WiWi Gast schrieb am 13.05.2022:
Eigentlich ist das hier eine sehr unterhaltsame Diskussion, weil man schön die 2 Lager sieht:
-
Hat eine Immobilie und ist weiter von steigenden Preisen überzeugt.
- Hat keine Immobilie und ist von fallenden/stagnierenden (bei der Inflation bedeutet Stagnation ja de facto sinkende Preise) überzeugt.
Ehrlich gesagt habe ich keine Ahnung wer recht hat. Ich halte beides für möglich und jeder Vorgang lässt sich so oder so deuten. Wahrscheinlich läuft es wie immer:
Keiner weiß jetzt so wirklich was passiert aber jede der beiden Gruppen wird je nach Ergebnis (steigende oder sinkende Preise) die intellektuelle Überlegenheit für sich beanspruchen.
Was passieren wird ist eigentlich nicht so schwer zu verstehen.
1, Inflation ist gekommen um zu bleiben. Der durch Coronahilfen induzierten Nachfrageboom hat auf eine Wirtschaft getroffen, die von der Angebotsseite beschränkt war. Das hat ab Mitte 2021 in Europa die Inflation kräftig steigen lassen. Der Krieg hat das verschlimmert. Da der Krieg so schnell nicht vorbeigehen wird, die Pandemie weiterhin das Angebot beschränkt (siehe China), wird auch noch ne Zeit lang Druck auf der Inflation sein. Mittelfristig wird durch die Alterung der Gesellschaft (Stichwort Fachkräftemangel) und die Energiewende die Inflation tendeziell steigen.
2, Das führt zur Zinswende. Egal ob die EZB sich noch dafür drückt um durch die schöne Kombination aus niedrigen Zinsen und hoher Inflation die Schulden senken zu können (besonders wichtig für Belgien, Italien, Griechenland, Spanien, Frankreich), wird sie früher oder später die Zinsen anheben müssen (und das QE zurückfahren).
3, Der Boom ist vorbei.
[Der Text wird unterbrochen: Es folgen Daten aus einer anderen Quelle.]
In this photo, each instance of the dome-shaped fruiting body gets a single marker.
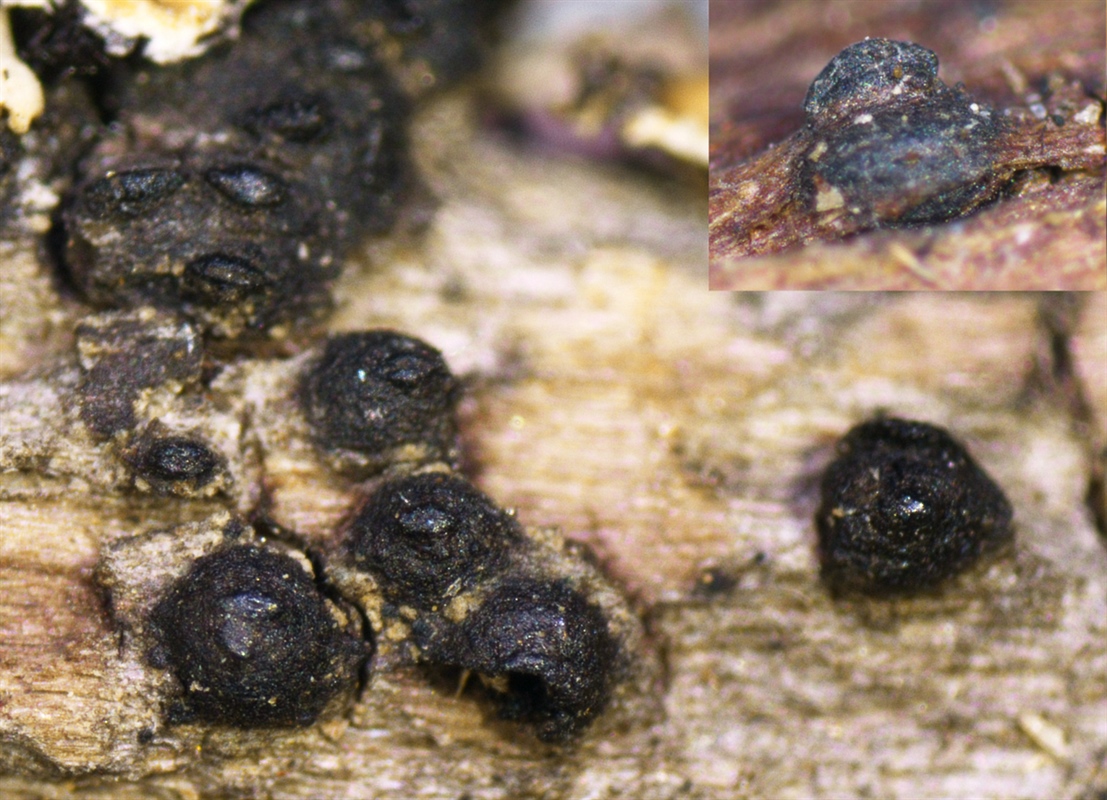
(172, 464)
(890, 141)
(551, 647)
(428, 536)
(252, 642)
(906, 507)
(375, 391)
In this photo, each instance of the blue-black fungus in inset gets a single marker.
(891, 143)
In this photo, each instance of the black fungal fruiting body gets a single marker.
(376, 391)
(890, 142)
(906, 507)
(542, 646)
(547, 651)
(251, 641)
(426, 537)
(234, 185)
(172, 465)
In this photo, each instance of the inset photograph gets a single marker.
(898, 146)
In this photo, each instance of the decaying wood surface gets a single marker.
(681, 435)
(1042, 71)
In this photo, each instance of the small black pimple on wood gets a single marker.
(889, 142)
(547, 651)
(251, 641)
(172, 461)
(375, 391)
(904, 507)
(426, 536)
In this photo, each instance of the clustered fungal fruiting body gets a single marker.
(904, 507)
(218, 205)
(252, 642)
(890, 142)
(378, 391)
(546, 648)
(227, 190)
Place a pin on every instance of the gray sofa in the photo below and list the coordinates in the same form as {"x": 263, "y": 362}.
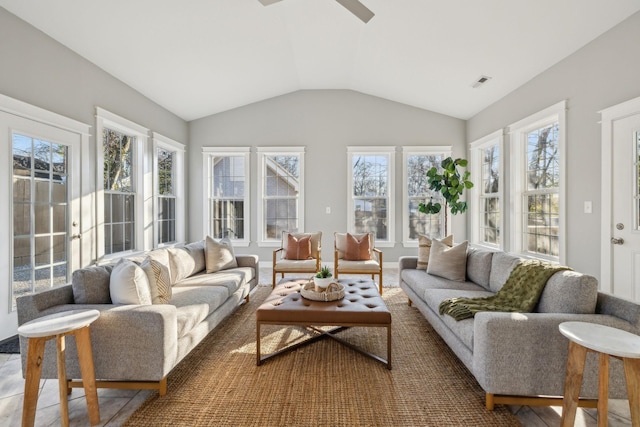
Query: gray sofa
{"x": 136, "y": 346}
{"x": 520, "y": 358}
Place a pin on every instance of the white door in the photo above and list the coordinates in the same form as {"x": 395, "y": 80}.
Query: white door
{"x": 621, "y": 232}
{"x": 39, "y": 210}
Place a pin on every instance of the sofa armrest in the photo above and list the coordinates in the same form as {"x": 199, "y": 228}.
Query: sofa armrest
{"x": 129, "y": 342}
{"x": 31, "y": 306}
{"x": 525, "y": 354}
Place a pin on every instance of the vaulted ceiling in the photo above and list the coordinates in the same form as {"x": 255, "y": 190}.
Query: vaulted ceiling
{"x": 201, "y": 57}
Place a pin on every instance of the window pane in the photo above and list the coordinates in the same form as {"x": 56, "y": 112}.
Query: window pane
{"x": 542, "y": 158}
{"x": 165, "y": 172}
{"x": 371, "y": 215}
{"x": 118, "y": 160}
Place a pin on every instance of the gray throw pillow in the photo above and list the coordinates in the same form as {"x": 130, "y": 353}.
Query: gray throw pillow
{"x": 450, "y": 263}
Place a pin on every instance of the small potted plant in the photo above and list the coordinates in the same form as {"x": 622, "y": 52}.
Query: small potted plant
{"x": 322, "y": 279}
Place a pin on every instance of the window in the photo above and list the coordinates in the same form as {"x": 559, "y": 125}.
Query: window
{"x": 371, "y": 205}
{"x": 227, "y": 193}
{"x": 121, "y": 205}
{"x": 281, "y": 192}
{"x": 486, "y": 208}
{"x": 538, "y": 177}
{"x": 168, "y": 175}
{"x": 416, "y": 162}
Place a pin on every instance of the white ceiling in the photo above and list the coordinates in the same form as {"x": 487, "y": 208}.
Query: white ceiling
{"x": 200, "y": 57}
Ob es eine Rezession gibt hängt davon ab ob die EZB das Soft Landing hinbekommt. Ich glaube da nicht dran. Umso später und umso deutlicher sie die Zinserhöhungen und Reduzierung der Zentralbankgeldmenge macht, umso größer die negative Auswirkung auf das Wachstum. Die Löhne werden bestenfalls mit der Inflationsrate steigen.
4, Vermögenspreise werden sich an die geänderten Zinsen anpassen, sprich Preise von Aktien und Immobilien werden im Schnitt sinken. Das sollte eigentlich jeder BWLer, der Minimalkenntnisse von Bewertung hat, verstehen können.
Die Auswirkung auf Aktien wird relativ schnell gehen, in USA sieht man das bereits an FAANG Aktien. Best. Aktien (Nestle, Unilever), deren Unternehmen tägliche Bedarfsgüter herstellen und Margen durchdrücken könne, werden tendenziell sogar profitieren, ebenso Unternehmen, die vom Krieg positiv profitieren. Die Hausse für Tech und ein paar andere wird aber erstmal vorbei sein. Das gilt auch für Krypto.
Immobilien werden -im Schnitt- lange brauchen, mind. sicher 1-2 Jahre. Dazu sollte man sagen, dass der Immobilienmarkt sehr lokal ist, sprich die Auswirkungen für Toplage München sind nicht die gleichen wie für den Stadtrand von Celle. Topimmobilien werden auch weiterhin relativ zu Einkommen und anderen Assets (!) Toppreise aufrufen. Renditeorientierte Immobilienbesitzer werden jetzt anfangen die noch hohen Preise mitzunehmen. Dies gilt besonders für Immobilien wo der innere Wert weit unter dem Marktwert liegt. Das gilt für die Kategorien unter der Toplage. Umso weiter drunter, umso schneller werden die Preise fallen.
Für Eigentümer ihrer Wohnimmobilie hat das Ganze nur Auswirkungen wenn die Finanzierung auf Kante genäht ist, sprich wenn der Kredit gerollt werden muss. Die gezahlten Preise werden viele aber nie wieder sehen.
Ob sich Leute, die keine Immobilie besitzen aber eine kaufen wollen in diesem neuen Umfeld besser stellen ist nicht unklar. Tendenziell ist es nicht zu weit hergeholt, dass sich Leute mit viel (!) EK bei höherem Zinsen aber geringeren Preisen besser dastehen. Hier reden wir aber von mind. 40% aufwärts. Für den Rest wird es tendenziell schlechter.